More news about super-duper police spy team
Yesterday we covered the Daily Mail story about the Confidential Intelligence Unit - a special task force set up to tackle "domestic extremism". For those of you who missed the memo, the new unit has been set up by the Association of Chief Police Officers: a private company which is unanswerable to the public, believes itself outside of the remit of the Freedom of Information Act and generally lords it about the place.

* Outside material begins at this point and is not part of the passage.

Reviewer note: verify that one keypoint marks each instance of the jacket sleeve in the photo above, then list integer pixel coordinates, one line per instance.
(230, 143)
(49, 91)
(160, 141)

Thanks to the power of t'interweb we've found the job description for the head of the CIU. Successful applicants will be tasked with "manag[ing] the covert intelligence function for domestic extremism, and the confidential intelligence unit" and "Develop[ing] the business of the confidential intelligence unit to support NCDE [National Covert Domestic Extremist] units and the wider DE policing objectives."
They will be asked to "Represent NPOIU [National Public Order Intelligence Unit] at Public Interest Immunity hearings, and legal meetings regarding sensitive source material" - basically refusing to give any info about who they are and how they work, should anyone be prepared to risk arrest and ask. It's very important that officers "Consider and shows respect for the opinions, circumstances and feelings of colleagues and members of the public, no matter what their race, religion, position, background, circumstances, status or appearance"... unless those opinions and feelings happen to be anti-state, in which case it's open season.
Update: according to yet another document we've taken off the web, people with concerns about CIU, NETCU, ACPO and the like should contact Laura Holford at the Home Office. You can phone her on 0207 0848739 - but be polite! She'll probably record all your details and pop you in the database.